Determine MS Excel file type with Apache POI

Alexey Berezkin picture Alexey Berezkin · Jan 25, 2013 · Viewed 25.6k times · Source

Is there a way to determine MS Office Excel file type in Apache POI? I need to know in what format is the Excel file: in Excel '97(-2007) (.xls) or Excel 2007 OOXML (.xlsx).

I suppose I could do something like this:

int type = PoiTypeHelper.getType(file);
switch (type) {
case PoiType.EXCEL_1997_2007:
   ...
   break;
case PoiType.EXCEL_2007:
   ...
   break;
default:
   ...
}

Thanks.

Answer

Gagravarr picture Gagravarr · Jan 25, 2013

Promoting a comment to an answer...

If you're going to be doing something special with the files, then rjokelai's answer is the way to do it.

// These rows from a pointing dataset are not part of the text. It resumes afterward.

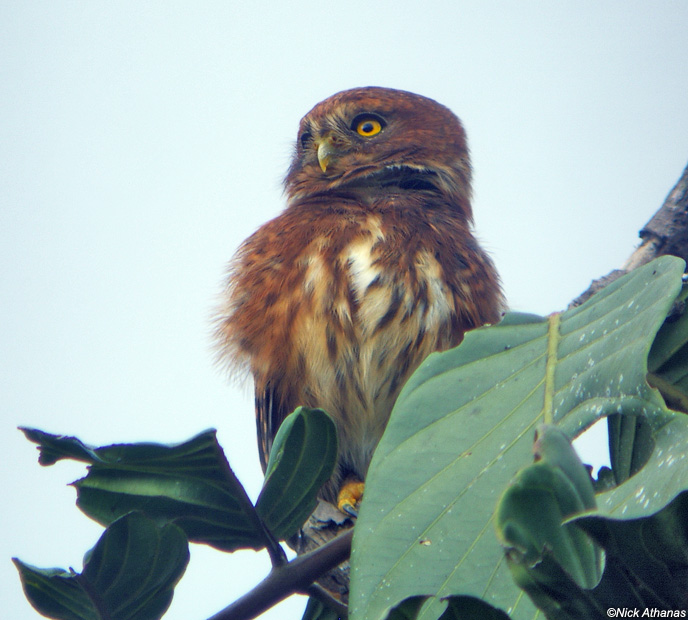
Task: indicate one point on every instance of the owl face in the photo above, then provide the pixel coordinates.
(380, 139)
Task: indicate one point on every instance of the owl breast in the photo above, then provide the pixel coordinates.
(369, 334)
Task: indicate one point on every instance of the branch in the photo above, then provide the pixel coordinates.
(665, 233)
(288, 579)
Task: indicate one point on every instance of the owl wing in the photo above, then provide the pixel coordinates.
(269, 416)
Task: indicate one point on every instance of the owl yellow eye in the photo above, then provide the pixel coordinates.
(367, 125)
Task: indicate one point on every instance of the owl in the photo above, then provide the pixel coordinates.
(371, 266)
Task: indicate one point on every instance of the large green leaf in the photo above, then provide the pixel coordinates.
(302, 459)
(463, 427)
(190, 483)
(129, 575)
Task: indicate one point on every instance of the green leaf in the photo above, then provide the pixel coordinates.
(315, 610)
(302, 459)
(463, 426)
(458, 608)
(531, 515)
(190, 483)
(668, 360)
(129, 575)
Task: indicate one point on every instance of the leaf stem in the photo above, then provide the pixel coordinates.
(554, 320)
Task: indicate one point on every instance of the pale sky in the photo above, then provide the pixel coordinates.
(141, 142)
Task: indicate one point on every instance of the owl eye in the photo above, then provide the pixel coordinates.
(368, 125)
(305, 138)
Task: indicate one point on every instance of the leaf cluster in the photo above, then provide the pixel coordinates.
(476, 505)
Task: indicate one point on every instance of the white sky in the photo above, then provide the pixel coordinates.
(140, 142)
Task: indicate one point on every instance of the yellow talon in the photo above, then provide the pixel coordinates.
(349, 496)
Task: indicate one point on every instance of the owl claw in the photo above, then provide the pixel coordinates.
(350, 496)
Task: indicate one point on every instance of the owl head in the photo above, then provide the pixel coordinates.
(373, 139)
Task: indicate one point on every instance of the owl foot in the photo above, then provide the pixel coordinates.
(349, 496)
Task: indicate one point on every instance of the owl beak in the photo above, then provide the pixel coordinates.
(326, 152)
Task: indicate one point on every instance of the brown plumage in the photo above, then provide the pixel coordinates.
(371, 267)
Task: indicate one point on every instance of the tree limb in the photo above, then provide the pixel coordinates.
(665, 233)
(288, 579)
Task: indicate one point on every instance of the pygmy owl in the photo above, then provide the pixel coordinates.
(372, 266)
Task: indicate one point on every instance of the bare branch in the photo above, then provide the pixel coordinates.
(288, 579)
(665, 233)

However, if you're just going to be using the HSSF / XSSF / Common SS usermodel, then it's much simpler to have POI do it for you, and use WorkbookFactory to have the type detected and opened for you. You'd do something like:

 Workbook wb = WorkbookFactory.create(new File("something.xls"));

or

 Workbook wb = WorkbookFactory.create(request.getInputStream());

Then if you needed to do something special, test if it's a HSSFWorkbook or XSSFWorkbook. When opening the file, use a File rather than an InputStream if possible to speed things up and save memory.

If you don't know what your file is at all, use Apache Tika to do the detection - it can detect a huge number of different file formats for you.